“Knowledge of this cannot be hidden” at the University of Richmond


The University of Richmond has recently installed interpretive signage for a burying ground for the enslaved that dates back to the West End campus’s previous usage as a plantation. It is located near the center of campus at the base of the steam plant. The university has also convened a Burial Ground Memorialization Committee, chaired by Ed Ayers and Keith McIntosh to plan a more permanent memorial.

The effort builds on a report on the burial ground’s history authored by faculty member Lauranett L. Lee and graduate student Shelby M. Driskill and titled “‘Knowledge of This Cannot be Hidden’: A Report on the Westham Burying Ground at the University of Richmond.” It is an exceptionally thorough report. Driskill’s earlier Paths to the Burial Ground project offered a unique online exhibition of the evidence.

The burial site initially was part of the Green Plantation but became associated with the freedpeople’s settlement of Ziontown following the Civil War. Human remains were found in the area of the burying ground several times but, following patterns that are all too familiar, were disregarded following discovery.
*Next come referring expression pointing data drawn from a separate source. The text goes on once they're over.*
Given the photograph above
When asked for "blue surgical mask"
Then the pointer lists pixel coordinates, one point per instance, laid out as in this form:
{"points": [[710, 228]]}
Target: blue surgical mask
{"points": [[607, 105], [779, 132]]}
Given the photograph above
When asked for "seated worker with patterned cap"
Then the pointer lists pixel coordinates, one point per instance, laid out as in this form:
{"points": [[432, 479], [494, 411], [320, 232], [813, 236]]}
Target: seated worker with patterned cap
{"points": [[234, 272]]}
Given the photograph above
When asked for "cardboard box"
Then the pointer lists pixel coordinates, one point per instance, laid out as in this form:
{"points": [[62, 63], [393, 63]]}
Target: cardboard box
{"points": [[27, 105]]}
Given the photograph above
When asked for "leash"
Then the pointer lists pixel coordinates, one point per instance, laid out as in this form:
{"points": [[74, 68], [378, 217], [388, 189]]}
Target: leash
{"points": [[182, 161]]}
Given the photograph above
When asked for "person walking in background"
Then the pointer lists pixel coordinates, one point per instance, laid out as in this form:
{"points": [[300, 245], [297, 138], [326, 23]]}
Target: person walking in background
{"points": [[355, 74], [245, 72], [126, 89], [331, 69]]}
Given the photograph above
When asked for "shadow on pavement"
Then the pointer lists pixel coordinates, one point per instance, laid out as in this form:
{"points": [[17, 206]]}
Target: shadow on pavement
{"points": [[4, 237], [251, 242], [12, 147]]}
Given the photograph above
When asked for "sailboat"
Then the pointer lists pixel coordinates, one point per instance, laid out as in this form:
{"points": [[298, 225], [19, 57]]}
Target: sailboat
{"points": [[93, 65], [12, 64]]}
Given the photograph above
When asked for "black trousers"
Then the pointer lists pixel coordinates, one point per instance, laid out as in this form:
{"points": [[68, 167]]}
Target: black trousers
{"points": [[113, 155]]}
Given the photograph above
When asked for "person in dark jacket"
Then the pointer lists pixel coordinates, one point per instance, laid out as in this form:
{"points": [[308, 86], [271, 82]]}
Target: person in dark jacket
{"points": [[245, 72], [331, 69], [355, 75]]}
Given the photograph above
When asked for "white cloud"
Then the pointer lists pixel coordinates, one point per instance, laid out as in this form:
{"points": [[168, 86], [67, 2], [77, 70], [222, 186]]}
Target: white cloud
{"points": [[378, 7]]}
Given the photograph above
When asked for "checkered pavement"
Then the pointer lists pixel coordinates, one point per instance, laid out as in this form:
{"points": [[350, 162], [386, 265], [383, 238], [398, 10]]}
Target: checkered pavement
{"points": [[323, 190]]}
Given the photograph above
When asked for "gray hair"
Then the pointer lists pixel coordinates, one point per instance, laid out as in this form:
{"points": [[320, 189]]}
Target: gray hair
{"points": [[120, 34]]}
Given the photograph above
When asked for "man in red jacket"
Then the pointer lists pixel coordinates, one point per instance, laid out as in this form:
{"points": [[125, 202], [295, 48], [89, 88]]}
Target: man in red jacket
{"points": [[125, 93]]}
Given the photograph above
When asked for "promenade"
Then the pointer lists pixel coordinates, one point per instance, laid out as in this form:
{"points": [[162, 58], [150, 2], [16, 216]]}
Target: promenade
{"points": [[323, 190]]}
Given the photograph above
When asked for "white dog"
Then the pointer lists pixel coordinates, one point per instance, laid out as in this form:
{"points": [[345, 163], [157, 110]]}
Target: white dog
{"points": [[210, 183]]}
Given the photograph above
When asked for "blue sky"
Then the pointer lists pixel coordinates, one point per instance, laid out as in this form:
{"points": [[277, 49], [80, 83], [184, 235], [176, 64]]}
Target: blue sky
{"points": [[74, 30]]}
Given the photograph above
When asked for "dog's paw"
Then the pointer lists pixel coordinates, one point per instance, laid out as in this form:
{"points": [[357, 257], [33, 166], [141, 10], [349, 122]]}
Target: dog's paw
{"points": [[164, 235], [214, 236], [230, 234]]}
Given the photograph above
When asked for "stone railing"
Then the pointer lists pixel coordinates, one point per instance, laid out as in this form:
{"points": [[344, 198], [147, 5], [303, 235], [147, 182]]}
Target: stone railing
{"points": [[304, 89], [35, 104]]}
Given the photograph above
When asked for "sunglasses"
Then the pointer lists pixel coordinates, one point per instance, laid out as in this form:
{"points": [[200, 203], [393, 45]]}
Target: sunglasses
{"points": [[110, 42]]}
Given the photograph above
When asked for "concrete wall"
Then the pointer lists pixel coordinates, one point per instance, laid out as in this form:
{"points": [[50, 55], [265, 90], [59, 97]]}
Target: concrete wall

University faculty and students have also recently tended to the previously neglected Sons and Daughters of Ham Cemetery, which has deep roots in the African American community, on the north side of campus.

With these steps, the dead have intervened in an otherwise self-enclosed, modern campus.


One response to ““Knowledge of this cannot be hidden” at the University of Richmond”

  1. Alice Wooldridge Avatar
    Alice Wooldridge

    Thank you for this article, I am very interested in the history of slave and early African American burial grounds. There is so much to be discovered yet. Thank you very much.